David Flynn25 June 2009, 9:33 AM
Microsoft has added another bullet point its brag list of Great Things in Windows 7 – the redesigned box containing the OS can be opened without needing an instruction sheet!
If you’re looking for proof that Windows 7 is Vista done right, you don’t even need to install the OS – just open the retail box. Or, in the case of Vista,
try opening the box.
Eye-catching as it may have been, Vista’s snazzy plastic case was a perfect example of over-engineering and design trumping common sense. (Ironically, you could say the same about the OS itself – it’s as if the packaging was a physical manifestation of the software).
When you get right down to it a box is
meant to be opened, and ideally quickly and easily, so you can get to the thing you actually paid for.
Vista turned that on its head, with a needlessly complex and counter-intuitive mechanism which made opening the box more like solving Rubik’s Cube.
So it was almost inevitable that the retail packaging would find itself on the hit list of Windows 7’s many overhauls and back-to-basic processes.

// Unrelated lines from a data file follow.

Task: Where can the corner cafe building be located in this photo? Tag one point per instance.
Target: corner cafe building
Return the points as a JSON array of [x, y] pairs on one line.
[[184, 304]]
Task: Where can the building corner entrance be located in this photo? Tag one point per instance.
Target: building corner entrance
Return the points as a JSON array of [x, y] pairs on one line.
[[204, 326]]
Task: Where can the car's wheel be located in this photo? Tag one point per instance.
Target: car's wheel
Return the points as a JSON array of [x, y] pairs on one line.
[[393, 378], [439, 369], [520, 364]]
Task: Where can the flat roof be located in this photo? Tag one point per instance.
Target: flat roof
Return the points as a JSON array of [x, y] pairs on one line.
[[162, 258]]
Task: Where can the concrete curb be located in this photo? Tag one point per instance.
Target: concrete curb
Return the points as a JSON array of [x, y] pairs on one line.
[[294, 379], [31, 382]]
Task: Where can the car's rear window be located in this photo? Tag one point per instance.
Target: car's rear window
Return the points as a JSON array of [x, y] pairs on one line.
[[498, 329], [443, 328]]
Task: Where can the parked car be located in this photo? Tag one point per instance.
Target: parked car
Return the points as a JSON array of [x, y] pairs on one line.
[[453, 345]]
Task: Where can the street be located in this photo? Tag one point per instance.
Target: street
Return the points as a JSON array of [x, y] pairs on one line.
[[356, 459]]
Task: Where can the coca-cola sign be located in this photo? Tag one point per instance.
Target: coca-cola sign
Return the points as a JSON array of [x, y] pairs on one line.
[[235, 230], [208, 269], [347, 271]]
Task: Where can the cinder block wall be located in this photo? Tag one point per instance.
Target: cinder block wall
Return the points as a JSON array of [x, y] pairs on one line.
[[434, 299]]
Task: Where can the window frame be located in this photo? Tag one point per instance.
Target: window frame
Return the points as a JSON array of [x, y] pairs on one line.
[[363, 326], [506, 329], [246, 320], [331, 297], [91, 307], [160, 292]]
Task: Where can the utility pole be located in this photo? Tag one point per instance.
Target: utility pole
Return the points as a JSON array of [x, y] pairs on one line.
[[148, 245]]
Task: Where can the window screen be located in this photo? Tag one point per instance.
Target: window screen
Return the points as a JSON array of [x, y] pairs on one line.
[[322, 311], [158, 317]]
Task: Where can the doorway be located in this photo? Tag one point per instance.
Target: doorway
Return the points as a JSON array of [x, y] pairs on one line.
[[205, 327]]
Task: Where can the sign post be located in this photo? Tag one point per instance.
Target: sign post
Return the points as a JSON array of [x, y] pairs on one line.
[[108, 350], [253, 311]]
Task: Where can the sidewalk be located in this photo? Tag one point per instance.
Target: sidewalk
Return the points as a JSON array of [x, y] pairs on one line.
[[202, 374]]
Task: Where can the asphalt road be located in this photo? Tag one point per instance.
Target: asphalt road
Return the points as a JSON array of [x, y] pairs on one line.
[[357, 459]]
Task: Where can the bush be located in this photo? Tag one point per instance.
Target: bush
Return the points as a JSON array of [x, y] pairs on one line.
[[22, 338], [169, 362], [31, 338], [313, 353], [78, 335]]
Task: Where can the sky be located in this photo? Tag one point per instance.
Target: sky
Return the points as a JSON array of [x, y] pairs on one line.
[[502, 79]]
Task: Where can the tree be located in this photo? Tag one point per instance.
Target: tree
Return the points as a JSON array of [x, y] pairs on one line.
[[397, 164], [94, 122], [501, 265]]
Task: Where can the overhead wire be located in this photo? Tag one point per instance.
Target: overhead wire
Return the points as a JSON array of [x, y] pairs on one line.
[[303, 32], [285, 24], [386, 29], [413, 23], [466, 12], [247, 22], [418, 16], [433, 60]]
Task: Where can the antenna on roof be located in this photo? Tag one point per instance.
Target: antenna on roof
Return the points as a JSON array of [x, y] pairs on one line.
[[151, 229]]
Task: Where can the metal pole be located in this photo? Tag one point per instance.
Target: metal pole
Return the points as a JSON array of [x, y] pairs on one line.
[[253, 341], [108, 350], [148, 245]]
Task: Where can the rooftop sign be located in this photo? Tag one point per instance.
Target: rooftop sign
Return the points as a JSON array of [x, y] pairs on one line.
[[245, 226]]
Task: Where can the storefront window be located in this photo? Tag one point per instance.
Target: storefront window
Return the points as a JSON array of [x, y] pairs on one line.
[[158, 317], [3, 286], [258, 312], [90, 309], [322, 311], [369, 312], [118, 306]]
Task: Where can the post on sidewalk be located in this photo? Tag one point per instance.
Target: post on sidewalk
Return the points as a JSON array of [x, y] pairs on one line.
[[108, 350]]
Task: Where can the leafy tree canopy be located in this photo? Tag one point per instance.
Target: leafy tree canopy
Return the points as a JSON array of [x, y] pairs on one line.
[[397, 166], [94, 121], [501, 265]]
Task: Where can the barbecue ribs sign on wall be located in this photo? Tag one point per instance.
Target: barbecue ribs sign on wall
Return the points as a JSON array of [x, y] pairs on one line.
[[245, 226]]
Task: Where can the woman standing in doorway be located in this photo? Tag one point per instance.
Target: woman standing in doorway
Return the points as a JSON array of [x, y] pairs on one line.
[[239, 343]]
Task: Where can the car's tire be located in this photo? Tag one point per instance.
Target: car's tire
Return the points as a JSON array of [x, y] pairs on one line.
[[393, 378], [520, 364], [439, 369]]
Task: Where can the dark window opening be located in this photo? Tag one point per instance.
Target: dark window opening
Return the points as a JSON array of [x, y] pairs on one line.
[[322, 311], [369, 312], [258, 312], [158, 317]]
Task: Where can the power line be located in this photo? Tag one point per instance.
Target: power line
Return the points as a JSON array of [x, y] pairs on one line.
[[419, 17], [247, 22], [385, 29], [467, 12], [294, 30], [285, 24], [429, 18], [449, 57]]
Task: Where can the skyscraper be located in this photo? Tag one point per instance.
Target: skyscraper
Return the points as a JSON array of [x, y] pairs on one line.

And that being the case, it was just as predictable that Microsoft would trumpet the redesigned box.
In yet another breakthrough for Microsoft, the Windows 7 DVD case now opens like – well, like a DVD case.
It’d be funny if it wasn’t so sadly true, but over at the
Windows Team Blog Microsoft spruiker and former Windows fanboy blogger Brandon LeBlanc has revealed that the Windows 7 boxes are now officially ”easy to open”.
“The plastic case opens easily like a standard DVD case and it will have a single easy-to-remove seal at the top - and that’s it!” puffs LeBlanc.
Microsoft has also slimmed down the retail package to just three elements: a lighter plastic case, the paper sleeve and a simple Getting Started Guide.